2-central implies 4-abelian

Statement

Suppose ${\displaystyle G}$ is a 2-central group: its inner automorphism group is a group of exponent two (i.e., an elementary abelian 2-group), or equivalently, every square element of ${\displaystyle G}$ is in the center.

Then, ${\displaystyle G}$ is a 4-abelian group: the fourth power map is an endomorphism, and hence a universal power endomorphism, of ${\displaystyle G}$. In symbols:

${\displaystyle (xy)^{4}=x^{4}y^{4}\ \forall \ x,y\in G}$

Related facts

• 3-central implies 9-abelian
• 4-central implies 16-abelian
• 6-central implies 36-abelian

Facts used

1. Exponent two implies abelian
2. Class two implies commutator map is endomorphism
3. Formula for powers of product in group of class two

Proof

Straightforward proof with symbol manipulation

Given: A group ${\displaystyle G}$ such that every square element is in the center of ${\displaystyle G}$. Elements ${\displaystyle x,y\in G}$.

To prove: ${\displaystyle (xy)^{4}=x^{4}y^{4}}$.

Proof: We start with ${\displaystyle (xy)^{4}}$ and simplify it in stages

Step no.	New expression for ${\displaystyle (xy)^{4}}$	Justification of how this is obtained from the previous step
1	${\displaystyle xyxy(xy)^{2}}$	expand as ${\displaystyle (xy)^{2}(xy)^{2}}$ and further expand the first ${\displaystyle (xy)^{2}}$.
2	${\displaystyle xyx(xy)^{2}y}$	use that ${\displaystyle (xy)^{2}}$, being a square element, is in the center, hence we can commute it past the right most ${\displaystyle y}$.
3	${\displaystyle xyx^{2}yxy^{2}}$	expand the ${\displaystyle (xy)^{2}}$ from the previous step.
4	${\displaystyle x^{3}y^{2}xy^{2}}$	use that ${\displaystyle x^{2}}$, being a square element, is in the center, so commute it past the ${\displaystyle y}$ to its left. Now, regroup exponents.
5	${\displaystyle x^{4}y^{4}}$	use that ${\displaystyle y^{2}}$ (the occurrence to the immediate right of ${\displaystyle x^{3}}$), being a square element, is in the center, so commute it past the ${\displaystyle x}$ to its right. Now, regroup exponents.

Proof using given facts

Given: A group ${\displaystyle G}$ such that the inner automorphism group of ${\displaystyle G}$ has exponent (dividing) two, i.e., every square element is in the center of ${\displaystyle G}$. Elements ${\displaystyle x,y\in G}$.

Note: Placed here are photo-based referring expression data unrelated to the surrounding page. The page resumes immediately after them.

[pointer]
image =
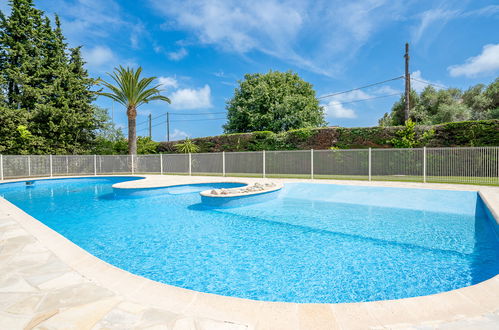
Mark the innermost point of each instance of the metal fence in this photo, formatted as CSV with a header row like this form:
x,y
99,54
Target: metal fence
x,y
453,165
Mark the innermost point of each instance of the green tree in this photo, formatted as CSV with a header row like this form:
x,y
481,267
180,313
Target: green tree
x,y
397,116
433,106
146,146
47,90
187,147
275,101
132,91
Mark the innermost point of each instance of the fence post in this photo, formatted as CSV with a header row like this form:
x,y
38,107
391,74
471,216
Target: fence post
x,y
161,163
370,164
223,163
424,164
311,163
190,164
263,157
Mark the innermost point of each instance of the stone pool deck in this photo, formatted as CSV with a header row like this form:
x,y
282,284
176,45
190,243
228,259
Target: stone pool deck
x,y
47,282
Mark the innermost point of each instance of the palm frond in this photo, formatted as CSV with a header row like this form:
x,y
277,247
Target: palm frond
x,y
130,89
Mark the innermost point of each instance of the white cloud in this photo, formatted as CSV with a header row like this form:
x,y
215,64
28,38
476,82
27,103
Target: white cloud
x,y
288,29
178,135
188,98
437,18
386,90
432,22
168,82
98,56
485,63
178,55
418,83
335,109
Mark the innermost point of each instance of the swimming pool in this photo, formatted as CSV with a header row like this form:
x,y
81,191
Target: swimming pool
x,y
310,243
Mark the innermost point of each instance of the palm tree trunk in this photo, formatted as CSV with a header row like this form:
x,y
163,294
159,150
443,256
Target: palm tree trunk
x,y
132,131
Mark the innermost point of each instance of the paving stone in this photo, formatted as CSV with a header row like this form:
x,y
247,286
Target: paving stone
x,y
80,317
26,306
13,321
118,319
73,296
13,283
153,316
207,324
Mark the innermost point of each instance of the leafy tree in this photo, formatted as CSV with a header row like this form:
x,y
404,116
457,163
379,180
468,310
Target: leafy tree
x,y
187,147
47,90
407,137
146,146
275,101
397,116
132,91
433,106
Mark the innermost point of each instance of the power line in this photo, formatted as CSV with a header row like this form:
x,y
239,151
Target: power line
x,y
182,114
369,98
362,87
174,121
429,83
164,122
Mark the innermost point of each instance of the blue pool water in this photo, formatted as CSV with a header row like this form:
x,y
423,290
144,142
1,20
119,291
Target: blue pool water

To prove: ${\displaystyle (xy)^{4}=x^{4}y^{4}}$.

Proof:

Step no.	Assertion/construction	Facts used	Given data used	Previous steps used	Explanation
1	The inner automorphism group of ${\displaystyle G}$ is abelian, so ${\displaystyle G}$ is a group of nilpotency class two.	Fact (1)	The inner automorphism group of ${\displaystyle G}$ has exponent dividing two.		Given-fact direct.
2	${\displaystyle [x,y]^{2}=[x^{2},y]}$	Fact (2)		Step (1)	Fact-step combination direct
3	${\displaystyle [x,y]^{2}}$ is the identity element of ${\displaystyle G}$.		The inner automorphism group of ${\displaystyle G}$ has exponent dividing two. Put another way, any square element is in the center of ${\displaystyle G}$.	Step (2)	From the given data, ${\displaystyle [x^{2},y]}$ is the identity element of ${\displaystyle G}$. Step (2) thus shows that ${\displaystyle [x,y]^{2}}$ is the identity element of ${\displaystyle G}$.
4	${\displaystyle x^{4}y^{4}=[x,y]^{6}(xy)^{4}}$	Fact (3)		Step (1)	Step-fact combination direct.
5	${\displaystyle x^{4}y^{4}=(xy)^{4}}$			Steps (3), (4)	Step (3) tells us that ${\displaystyle [x,y]^{2}}$ is the identity element, hence we get that ${\displaystyle [x,y]^{6}}$ is also the identity element. Plug into Step (4) to get the conclusion.